Going Somewhere takes the Gran Premio Internacional Carlos Pellegrini.

Going Somewhere takes the Gran Premio Internacional Carlos Pellegrini.

Hipodromo San Isidro

Going Somewhere Too Tough in Pellegrini

Lightly regarded Brazilian colt bests favorite Indy Point in top South American race.

Going Somewhere closed powerfully along the inside and wore down favorite Indy Point to win the Gran Premio Internacional Carlos Pellegrini (Arg-I), South America’s signature race, Dec. 15 at San Isidro in Buenos Aires.

The lightly regarded but consistent Brazilian-bred 3-year-old gamely charged between horses in the stretch to win by 1 1/2 lengths while taking his career record to three wins, a second, and two thirds from seven career starts. He earned his first stakes win for owner-breeder Benjamin Steinbruck’s Haras Phillipson.

Under a ground-saving ride by Nelito Da Cunha, Going Somewhere convincingly defeated some of South America’s most accomplished horses and was timed in 2:22.20 for 2,400 meters (1 1/2 miles) on firm turf.

Da Cunha, who finished second in the Pellegrini with Beautiful Dancer in 1998 and fourth with Puerto Madero in 1999, said he took full advantage of how the race unfolded and had clear sailing when he guided Going Somewhere to the rail in the stretch to score a breakthrough.

“This is the race that every South American rider wants to win,” he said.

Winless in his first four starts—from 1,500 meters (7 1/2 furlongs) to 1,800 meters (1 1/8 miles), Going Somewhere found his winning stride when stretched out in his two previous starts—scoring at the Pellegrini distance Oct. 13 and going 3,000 meters (1 7/8 miles) Nov. 17, both on less than ideal turf conditions at Cidade Jardim in Sao Paulo.
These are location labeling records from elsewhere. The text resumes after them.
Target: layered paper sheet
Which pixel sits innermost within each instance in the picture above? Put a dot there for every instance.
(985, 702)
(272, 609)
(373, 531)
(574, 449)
Without a stakes start on his record, Going Somewhat looked to be overmatched on paper, and rumors swirled that his trip to Argentina came about only because there was an extra place on the plane for the flight from Brazil.

Trainer Florio Barbosa dismissed the rumors saying that his colt was racing and training well and he entered him in the Pellegrini with confidence, especially after his last start at the marathon distance.

“He was improving day by day,” Barbosa said.  “He won at 3,000 meters in his last start.”

Didimo finished third in the 22-horse field, three-quarters of a length behind dual Argentine classic winner Indy Point, a son of Hill 'n' Dale Farms resident sire Indygo Shiner who was bidding to add a fourth top-level win to his record.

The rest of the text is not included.